The goal of this project is to identify, measure, and influence fear of cardiac event recurrence, a candidate mechanism of change in medication adherence in acute coronary syndrome (ACS) patients. Ironically, rather than promoting preventive health behaviors, fear of recurrence may be associated with worse medication adherence, as patients who develop PTSD symptoms report avoiding medications because they do not want to be reminded of their cardiovascular disease risk. The project tests an easily administered, electronic tablet-based intervention that has been used to reduce fear of recurrence by changing emotion-related patterns of attention allocation and interpretation of neutral stimuli. Secondarily, we will test whether reduction in fear of cardiac event recurrence improves medication adherence.

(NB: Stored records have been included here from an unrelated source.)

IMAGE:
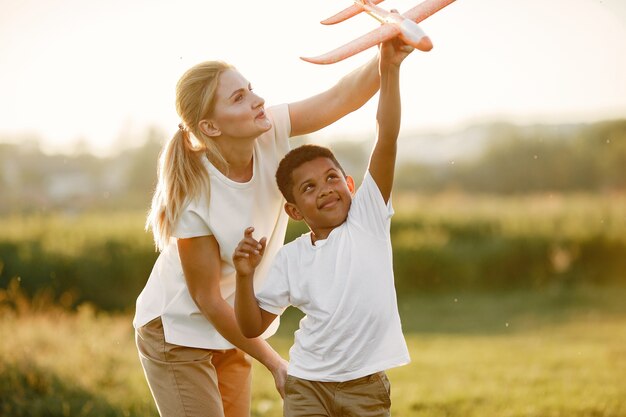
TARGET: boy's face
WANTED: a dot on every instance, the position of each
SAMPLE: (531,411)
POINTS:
(322,196)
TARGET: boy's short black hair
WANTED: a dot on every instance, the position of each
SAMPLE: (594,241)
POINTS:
(295,158)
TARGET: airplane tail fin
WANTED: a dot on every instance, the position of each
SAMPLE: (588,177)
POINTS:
(346,13)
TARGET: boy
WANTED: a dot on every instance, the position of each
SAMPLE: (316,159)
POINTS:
(340,274)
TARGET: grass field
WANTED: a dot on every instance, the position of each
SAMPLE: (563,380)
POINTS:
(536,354)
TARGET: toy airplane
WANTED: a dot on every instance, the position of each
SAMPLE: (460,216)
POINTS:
(392,24)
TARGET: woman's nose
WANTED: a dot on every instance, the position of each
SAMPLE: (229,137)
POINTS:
(258,101)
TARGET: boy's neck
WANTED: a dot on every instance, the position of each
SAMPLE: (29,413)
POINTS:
(321,234)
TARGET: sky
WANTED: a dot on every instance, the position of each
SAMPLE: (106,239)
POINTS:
(98,74)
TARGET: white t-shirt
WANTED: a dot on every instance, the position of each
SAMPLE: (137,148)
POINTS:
(345,286)
(233,207)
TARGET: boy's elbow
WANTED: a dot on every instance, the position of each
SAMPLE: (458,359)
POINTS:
(251,333)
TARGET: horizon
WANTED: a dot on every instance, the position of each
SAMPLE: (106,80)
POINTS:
(524,62)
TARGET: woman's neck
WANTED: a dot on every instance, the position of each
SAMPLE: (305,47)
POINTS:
(239,156)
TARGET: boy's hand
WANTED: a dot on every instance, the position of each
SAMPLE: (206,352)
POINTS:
(248,253)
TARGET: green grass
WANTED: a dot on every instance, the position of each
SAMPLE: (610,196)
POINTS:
(553,353)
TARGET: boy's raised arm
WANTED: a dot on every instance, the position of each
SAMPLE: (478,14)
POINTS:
(383,158)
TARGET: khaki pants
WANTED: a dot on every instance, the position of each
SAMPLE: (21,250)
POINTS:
(362,397)
(192,382)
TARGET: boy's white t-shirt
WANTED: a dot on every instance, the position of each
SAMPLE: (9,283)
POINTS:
(233,207)
(345,286)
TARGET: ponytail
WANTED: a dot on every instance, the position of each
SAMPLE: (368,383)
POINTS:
(182,176)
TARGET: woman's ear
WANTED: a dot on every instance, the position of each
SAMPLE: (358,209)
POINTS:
(293,212)
(209,128)
(350,182)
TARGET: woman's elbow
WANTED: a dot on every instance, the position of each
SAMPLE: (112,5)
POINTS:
(251,333)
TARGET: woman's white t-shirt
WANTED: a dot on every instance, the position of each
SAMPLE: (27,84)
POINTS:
(233,207)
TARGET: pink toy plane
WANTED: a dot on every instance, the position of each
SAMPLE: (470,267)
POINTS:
(392,24)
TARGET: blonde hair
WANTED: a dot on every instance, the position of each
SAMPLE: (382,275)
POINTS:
(181,174)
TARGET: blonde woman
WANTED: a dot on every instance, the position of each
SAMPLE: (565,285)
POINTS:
(216,177)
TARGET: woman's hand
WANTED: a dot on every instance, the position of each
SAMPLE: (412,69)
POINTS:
(393,51)
(279,372)
(248,253)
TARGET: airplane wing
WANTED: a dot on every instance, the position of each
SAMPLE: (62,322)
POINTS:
(426,9)
(346,13)
(372,38)
(381,34)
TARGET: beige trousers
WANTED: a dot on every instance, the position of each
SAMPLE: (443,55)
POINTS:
(368,396)
(193,382)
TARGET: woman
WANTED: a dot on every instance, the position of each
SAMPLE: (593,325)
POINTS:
(216,177)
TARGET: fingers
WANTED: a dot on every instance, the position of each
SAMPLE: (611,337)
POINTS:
(250,246)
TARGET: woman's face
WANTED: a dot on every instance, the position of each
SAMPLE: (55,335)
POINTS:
(238,111)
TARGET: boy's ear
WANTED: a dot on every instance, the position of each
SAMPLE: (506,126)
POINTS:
(209,128)
(293,212)
(350,182)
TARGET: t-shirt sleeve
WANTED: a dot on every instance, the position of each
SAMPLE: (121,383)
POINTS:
(369,210)
(191,223)
(273,294)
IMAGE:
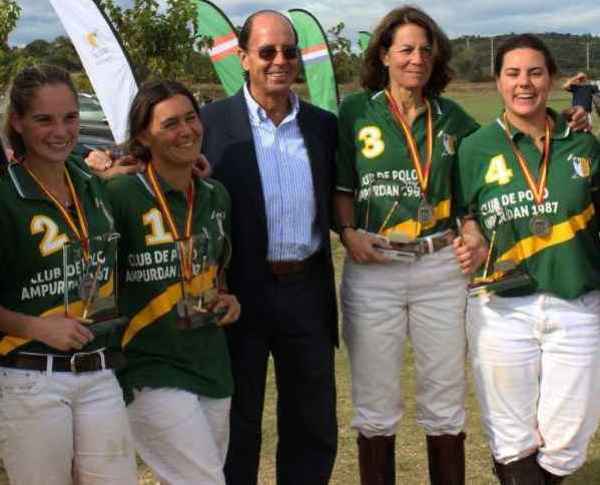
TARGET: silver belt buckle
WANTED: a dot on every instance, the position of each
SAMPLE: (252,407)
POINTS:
(73,360)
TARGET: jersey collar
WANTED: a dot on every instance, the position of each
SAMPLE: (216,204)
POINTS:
(200,184)
(436,107)
(28,189)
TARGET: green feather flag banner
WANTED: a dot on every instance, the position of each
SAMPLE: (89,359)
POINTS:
(363,40)
(213,23)
(318,65)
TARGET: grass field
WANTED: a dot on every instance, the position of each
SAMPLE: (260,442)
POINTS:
(482,102)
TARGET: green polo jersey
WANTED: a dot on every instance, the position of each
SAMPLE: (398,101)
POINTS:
(158,353)
(34,233)
(492,186)
(374,164)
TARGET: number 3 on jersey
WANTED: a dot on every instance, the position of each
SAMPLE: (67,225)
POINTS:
(498,171)
(373,145)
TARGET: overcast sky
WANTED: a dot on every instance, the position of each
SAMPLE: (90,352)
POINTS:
(472,17)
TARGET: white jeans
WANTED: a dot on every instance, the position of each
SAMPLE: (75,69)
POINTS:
(536,363)
(182,437)
(61,428)
(382,304)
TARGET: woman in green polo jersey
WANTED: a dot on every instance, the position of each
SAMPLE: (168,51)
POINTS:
(177,381)
(528,181)
(62,414)
(397,154)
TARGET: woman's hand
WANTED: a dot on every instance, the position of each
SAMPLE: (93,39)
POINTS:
(471,248)
(577,118)
(230,303)
(59,332)
(361,246)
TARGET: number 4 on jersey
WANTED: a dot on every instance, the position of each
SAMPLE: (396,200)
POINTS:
(498,171)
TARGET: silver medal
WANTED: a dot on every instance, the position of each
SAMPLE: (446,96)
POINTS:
(540,226)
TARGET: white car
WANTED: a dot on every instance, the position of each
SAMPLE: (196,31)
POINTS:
(90,108)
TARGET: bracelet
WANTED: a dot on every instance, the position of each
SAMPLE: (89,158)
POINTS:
(343,227)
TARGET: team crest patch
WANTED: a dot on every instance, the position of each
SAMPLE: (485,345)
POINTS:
(449,142)
(581,166)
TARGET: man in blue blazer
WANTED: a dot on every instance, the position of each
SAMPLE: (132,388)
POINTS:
(275,155)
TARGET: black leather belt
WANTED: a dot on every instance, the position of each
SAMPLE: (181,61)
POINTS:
(283,269)
(76,362)
(426,245)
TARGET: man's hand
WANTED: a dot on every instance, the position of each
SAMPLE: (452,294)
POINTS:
(103,164)
(577,119)
(230,302)
(61,333)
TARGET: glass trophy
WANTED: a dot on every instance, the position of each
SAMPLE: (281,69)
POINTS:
(90,283)
(395,240)
(199,269)
(497,275)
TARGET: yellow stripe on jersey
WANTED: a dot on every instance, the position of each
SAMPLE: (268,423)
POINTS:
(9,343)
(413,228)
(163,303)
(561,233)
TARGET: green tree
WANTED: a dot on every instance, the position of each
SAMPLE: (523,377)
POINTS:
(9,15)
(159,42)
(346,64)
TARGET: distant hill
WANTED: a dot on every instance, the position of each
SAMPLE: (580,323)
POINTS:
(472,54)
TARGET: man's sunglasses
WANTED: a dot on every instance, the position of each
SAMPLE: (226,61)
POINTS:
(269,52)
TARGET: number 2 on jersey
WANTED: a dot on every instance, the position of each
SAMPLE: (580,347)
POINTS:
(52,240)
(498,171)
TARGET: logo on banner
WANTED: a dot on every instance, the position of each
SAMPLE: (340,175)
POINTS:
(92,39)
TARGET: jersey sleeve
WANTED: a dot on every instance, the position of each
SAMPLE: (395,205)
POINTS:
(345,178)
(7,246)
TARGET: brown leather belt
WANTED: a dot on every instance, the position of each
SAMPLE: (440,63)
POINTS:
(426,245)
(76,362)
(281,269)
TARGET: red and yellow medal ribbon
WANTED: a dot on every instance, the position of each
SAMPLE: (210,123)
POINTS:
(163,205)
(80,230)
(537,187)
(413,149)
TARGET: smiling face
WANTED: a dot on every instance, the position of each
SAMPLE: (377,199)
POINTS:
(174,133)
(410,58)
(524,83)
(269,78)
(50,126)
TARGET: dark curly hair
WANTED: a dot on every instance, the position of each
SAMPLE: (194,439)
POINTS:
(524,41)
(140,114)
(375,76)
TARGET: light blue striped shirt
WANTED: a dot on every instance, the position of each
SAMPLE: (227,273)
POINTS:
(287,183)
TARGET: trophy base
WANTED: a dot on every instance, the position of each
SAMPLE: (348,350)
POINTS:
(201,319)
(511,281)
(105,327)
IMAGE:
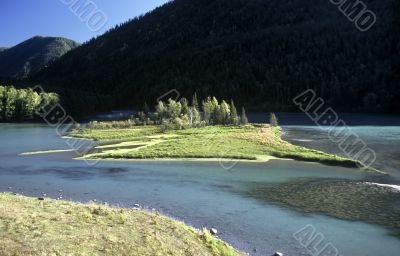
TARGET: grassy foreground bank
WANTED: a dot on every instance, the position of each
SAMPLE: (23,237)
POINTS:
(250,142)
(32,227)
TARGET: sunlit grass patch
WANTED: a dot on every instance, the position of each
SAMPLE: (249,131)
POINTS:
(32,227)
(249,142)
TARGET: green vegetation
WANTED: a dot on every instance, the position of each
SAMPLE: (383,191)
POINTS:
(273,121)
(248,142)
(21,104)
(32,227)
(259,53)
(33,55)
(341,199)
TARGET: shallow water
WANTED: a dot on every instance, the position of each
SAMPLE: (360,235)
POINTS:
(201,193)
(384,140)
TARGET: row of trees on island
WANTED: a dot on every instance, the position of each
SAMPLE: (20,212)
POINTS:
(182,114)
(21,104)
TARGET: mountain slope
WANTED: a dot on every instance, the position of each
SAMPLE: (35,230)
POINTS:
(33,55)
(261,53)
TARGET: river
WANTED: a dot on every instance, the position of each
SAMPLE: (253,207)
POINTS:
(200,193)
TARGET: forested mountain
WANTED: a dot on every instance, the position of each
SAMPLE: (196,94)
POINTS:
(260,53)
(33,55)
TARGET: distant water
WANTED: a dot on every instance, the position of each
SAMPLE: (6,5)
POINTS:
(201,193)
(380,132)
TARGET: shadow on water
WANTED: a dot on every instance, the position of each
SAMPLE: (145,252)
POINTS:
(339,198)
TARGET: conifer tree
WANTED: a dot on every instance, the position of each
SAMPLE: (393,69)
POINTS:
(273,120)
(234,118)
(243,119)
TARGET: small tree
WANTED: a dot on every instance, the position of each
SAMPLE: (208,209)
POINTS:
(160,111)
(195,102)
(243,119)
(185,106)
(234,118)
(273,120)
(225,112)
(146,108)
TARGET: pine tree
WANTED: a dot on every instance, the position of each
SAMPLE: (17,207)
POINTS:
(234,118)
(160,111)
(195,102)
(273,120)
(185,106)
(146,108)
(225,113)
(243,119)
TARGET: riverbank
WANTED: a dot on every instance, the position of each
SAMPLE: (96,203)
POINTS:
(249,143)
(31,226)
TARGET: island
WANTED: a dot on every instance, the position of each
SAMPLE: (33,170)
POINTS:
(178,130)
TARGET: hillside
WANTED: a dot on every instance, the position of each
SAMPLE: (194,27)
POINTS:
(33,55)
(260,53)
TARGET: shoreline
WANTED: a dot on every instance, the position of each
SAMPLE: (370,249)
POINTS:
(105,218)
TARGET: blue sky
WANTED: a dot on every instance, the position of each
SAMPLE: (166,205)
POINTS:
(23,19)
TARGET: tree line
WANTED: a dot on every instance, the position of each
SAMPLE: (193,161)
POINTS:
(260,53)
(22,104)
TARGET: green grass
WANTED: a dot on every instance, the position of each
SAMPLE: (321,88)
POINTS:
(32,227)
(251,142)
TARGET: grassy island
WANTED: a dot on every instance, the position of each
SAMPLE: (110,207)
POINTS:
(247,142)
(32,227)
(179,130)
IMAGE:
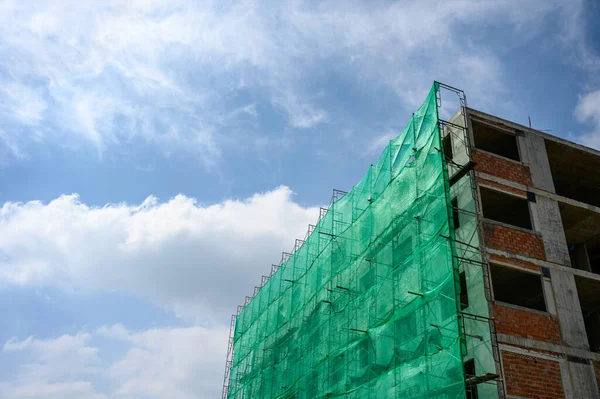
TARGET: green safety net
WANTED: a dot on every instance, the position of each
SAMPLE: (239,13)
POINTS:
(367,306)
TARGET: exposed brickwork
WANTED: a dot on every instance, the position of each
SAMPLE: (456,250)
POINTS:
(500,167)
(597,370)
(515,262)
(494,123)
(502,187)
(513,240)
(522,323)
(532,377)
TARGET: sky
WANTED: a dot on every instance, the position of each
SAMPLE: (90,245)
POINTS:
(156,157)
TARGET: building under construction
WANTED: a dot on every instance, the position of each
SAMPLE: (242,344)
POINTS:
(465,263)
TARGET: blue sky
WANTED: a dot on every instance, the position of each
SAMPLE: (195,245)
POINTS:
(157,156)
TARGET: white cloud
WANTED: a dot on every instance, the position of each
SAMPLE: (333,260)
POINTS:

Columbia University Medical Center
Center for Behavioral Cardiovascular Health
New York, NY
Dr. Birk is an Instructor in Medical Sciences at Columbia University Irving Medical Center in the Center for Behavioral Cardiovascular Health. Prior to this position he completed his doctoral training in experimental psychology at Tufts University and postdoctoral training at Teachers College, Columbia University. His research focuses on the influence of emotions and their regulation on cardiovascular health. One goal of this research, exemplified by this R21 SOBC project, is to investigate how negative emotions that arise due to serious medical conditions may reduce patients’ engagement in health behaviors. A second research goal concerns the health effects of different strategies for regulating emotion. For example, perseverative thinking involves ruminating about the past or worrying about the future and is generally regarded as a maladaptive regulatory strategy. Dr. Birk and colleagues investigate how the occurrence and duration of perseverative thoughts may contribute to heightened blood pressure by cognitively prolonging the stress response. A third research goal is to understand the behavioral and physiological pathways by which depression and post-traumatic stress disorder have adverse effects on long-term health outcomes.